One of the main concerns about type 2 diabetes is its association with the higher risk for several serious health conditions, including cardiovascular (heart and blood vessel) disease, kidney disease, and liver disease. However, fewer people are aware that diabetes may also have an impact on joint health.
Several members of DiabetesTeam have described having joint issues:
About 10.5 percent of Americans (34 to 36 million people) are estimated to have type 2 diabetes. However, the global prevalence of type 2 diabetes among people with psoriatic arthritis (PsA) may be as high as 20.2 percent. Research is ongoing to better understand the connection, but here’s what is currently known about why people with diabetes may be at higher risk of developing psoriatic arthritis.

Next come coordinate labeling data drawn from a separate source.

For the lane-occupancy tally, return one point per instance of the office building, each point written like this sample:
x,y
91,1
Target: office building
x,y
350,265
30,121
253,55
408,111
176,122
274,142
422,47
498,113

Psoriasis is an autoimmune condition that primarily affects the skin. About 30 percent of people with psoriasis also develop inflammation in the joints, a condition known as psoriatic arthritis. PsA symptoms can appear at any time, but they most often start around 10 years after psoriasis first develops.
Some common symptoms of psoriatic arthritis include:
In some cases, symptoms of psoriatic arthritis may appear before other signs of psoriasis. If you notice joint pain, swelling, or stiffness, consult your health care provider to determine if psoriatic arthritis could be the cause.
People with psoriatic arthritis are typically advised to see a rheumatologist to address their symptoms. Primary goals of treatment usually focus on managing pain, reducing inflammation, and slowing joint damage.
Diabetes and psoriatic arthritis are both chronic diseases. There are two types of diabetes: type 1 and type 2. Psoriatic arthritis is most often associated with type 2 diabetes.
Psoriatic arthritis is linked to insulin resistance, which is a main factor of type 2 diabetes. Skin and joint inflammation, both common in PsA, can also affect blood glucose (blood sugar) levels. Blood sugar metabolism is how the body uses sugar for energy, and problems with this process are central to diabetes. Type 2 diabetes usually develops when the body has difficulty managing blood sugar properly.
The combination of diabetes and psoriatic arthritis can prove difficult. One DiabetesTeam member shared, “I have psoriatic arthritis as well as diabetes, and sometimes it really challenges me.”
The exact link between psoriatic arthritis and diabetes is still being studied. Researchers believe that several factors may contribute to the higher rates of diabetes in people with PsA, including genetics, lifestyle factors, and inflammation.
Research suggests that certain genes may increase a person’s risk for both diabetes and psoriatic arthritis, making them more likely to develop one or both conditions.
Obesity, diagnosed in those with a body mass index (BMI) of 30 or higher, is a common risk factor for both diabetes and psoriatic arthritis. However, joint pain and stiffness from psoriatic arthritis can make it hard to stay active, creating a cycle: Reduced physical activity can lead to weight gain, which then increases the risk of diabetes.
Staying active may be challenging, but it’s important for managing weight and preventing diabetes. Keeping a healthy BMI and active lifestyle can help protect your joints, maintain flexibility, and reduce long-term damage.
One member of DiabetesTeam suggests water aerobics for a low-impact activity: “Try your local YMCA and do the water aerobics class. I have super bad legs and really enjoyed the low impact.”
Ask your health care team about meeting with a physical therapist to develop an exercise routine that’s safe and effective for you.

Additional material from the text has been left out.